Well the good news is that it could always be worse – I suppose that’s always the good news. The bad news is that Anson is going out of town for three weeks. Three weeks. He’s traveling to San Francisco for a photo shoot that apparently needs his special brand of Anson-ness for three frick-frack-a-lackin weeks.
Restoration Hardware, you are dead to me.
(Not really. I still love you and your products but I’m kind of going to set up some boundaries about how much I’ll actually share my husband with you. Let’s talk. Call me.)
And so. This brings up a bevy of issues. First and foremost, how should I break this to Roan? That guy is in a space right now that is totally Dad-centric.
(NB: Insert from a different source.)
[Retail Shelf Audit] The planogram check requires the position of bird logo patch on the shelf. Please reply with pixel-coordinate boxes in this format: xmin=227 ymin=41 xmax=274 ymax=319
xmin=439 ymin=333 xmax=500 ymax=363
It’s lovely. Roan wants to have more time, it’s never enough time, with his pop. And Anson is loving this attention from his eldest and well? I’m mostly the lady what moves the babies out of their way so the Good Times Dad + Ro train can keep on rollin’. As much as I love my big kid Roan, I do not have the same super power that Anson does with him, which is to make Roan always feel like he’s getting away with something. Apparently getting away with something – anything – is the most valuable currency ever for a seven, almost eight-year-old boy.
I offer more of a let’s-hug-and-kiss-and-tell-each-othe-we-love-each-other good time, which has its moments but let’s face it, is kind of whack for a seven, almost eight-year-old boy.
So the point is Anson is leaving in three days and we still haven’t broken it to young master Roan. I’m thinking we’ll tell him tomorrow. That should be fun.
Another hurdle in this is that the twin boys, up until now, have still been getting up once per night to be breastfed. It’s a smooth operation this. Anson and I have this routine down like whoa. I mean – we almost don’t even wake up. He gets one, I get one, we change their diapers in the dark, I sit in the recliner in their room, Anson hands them to me, I feed them and as soon as their done, I call Anson on my iPhone 4s (yes, still love it enough to call it by its God given full name), Anson comes in and takes them from me without waking them, places them in their cribs where they stick their bums up in the air, tuck their arms under their tummies, start to drool, and I zombie-walk back to bed. And this process, while super simple, actually does require two people. I can do it on my own but the modifications require a lot more jarring of the babies, and a lot more unintentional badness of waking them up.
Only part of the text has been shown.